Situational Awareness Training for Light Rail: Looking Out for the Other Guy

 

Situational awareness training is perhaps the most critical and most neglected aspect of preparing a mass-transit vehicle operator to get out on the road.

Why is situational awareness so vital to transit operators? Just look at this dash-cam footage released by Houston’s METRO (Metropolitan Transit Authority of Harris County)

According to reporters in Houston, “Those near misses happen all the time.” And, as is the case in so many cities, it’s very often pedestrians and drivers who are creating dangerous situations, not the mass-transit operators themselves.

Situational Awareness Training for Mass-Transit Operators Protects Everyone on the Road

“There’s not too much that can win an argument with a streetcar,” notes Nigel Lindsey-King. And yet, these are fights people pick all the time. As Lindsey-King noted previously, “People will run to get out of the way of a car or bus—even a bicycle!—but they walk to get out of the way of a streetcar. It’s crazy.”

Nigel Lindsey-King is a transit training professional, as well as former Superintendent of Surface Transportation Training for the Toronto Transit Commission. Before all of that, he was himself a mass-transit vehicle operator. That’s why he advocates so strongly for training systems that include situational awareness training for bus and rail operators.

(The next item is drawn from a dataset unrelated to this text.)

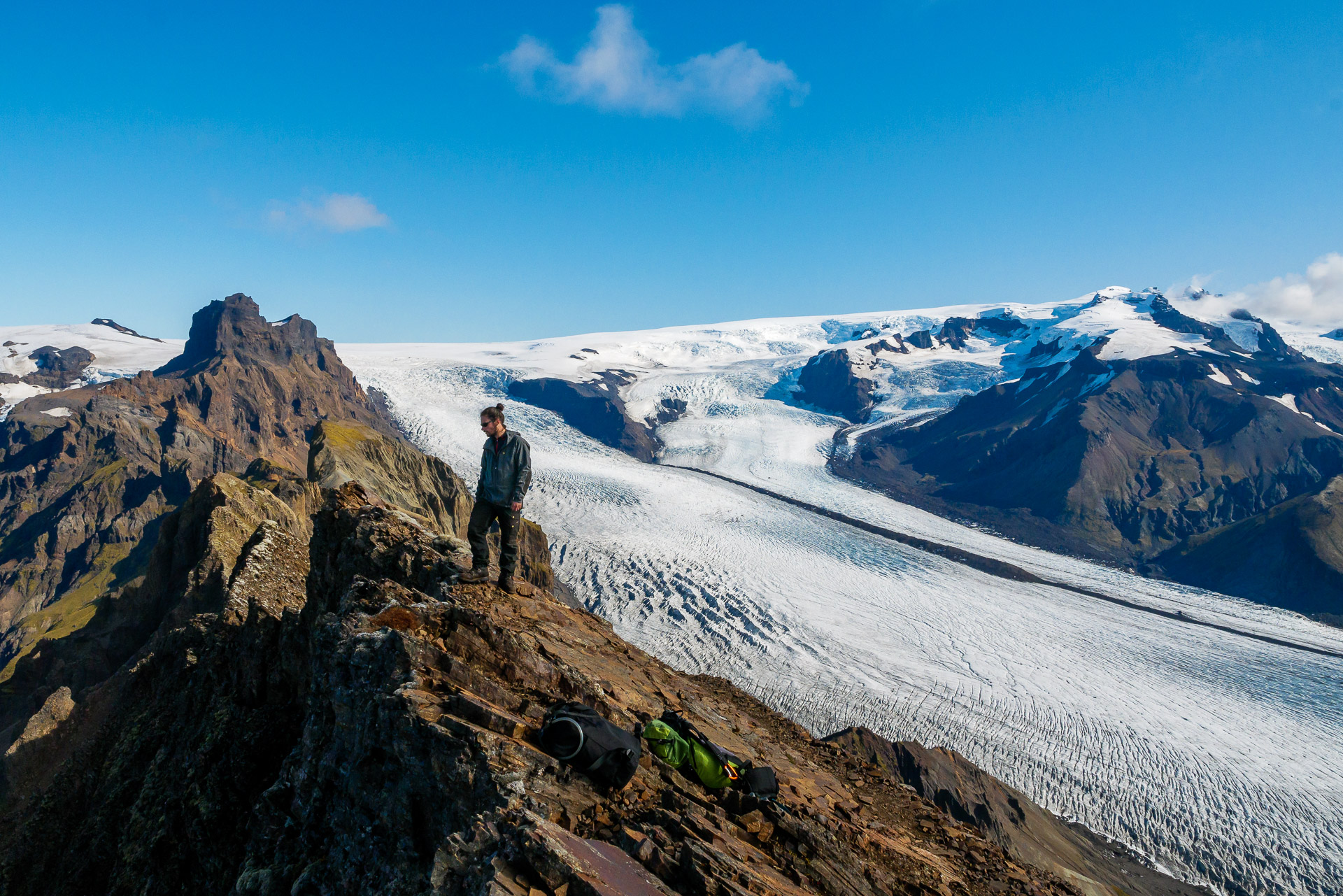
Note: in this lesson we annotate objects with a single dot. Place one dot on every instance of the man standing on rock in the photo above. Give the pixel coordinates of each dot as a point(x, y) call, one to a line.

Almost invariably, it’s driver or pedestrian inattention or misestimation that causes this mass-transit near misses. “All too often, other vehicles, and pedestrians, in particular, seem to think ‘Well, as long as I’m not on the actual rails, I’m OK’ forgetting that the vehicle sticks out at least a foot on either side of each rail.”

This is why situational awareness training is so critical for mass-transit operators: In contrast to private citizens, they have to look out for their own safety and the safety of their passengers and the safety of the public at large (who are moving under their own power all around them).

“Especially with light rail, the only evasive action you can take is braking. You’ve got to be aware of everything that’s going on around your vehicle,” he explains. “Watching that space that you are occupying, and making sure that you have the time and the space to stop if someone does something crazy in front of you.”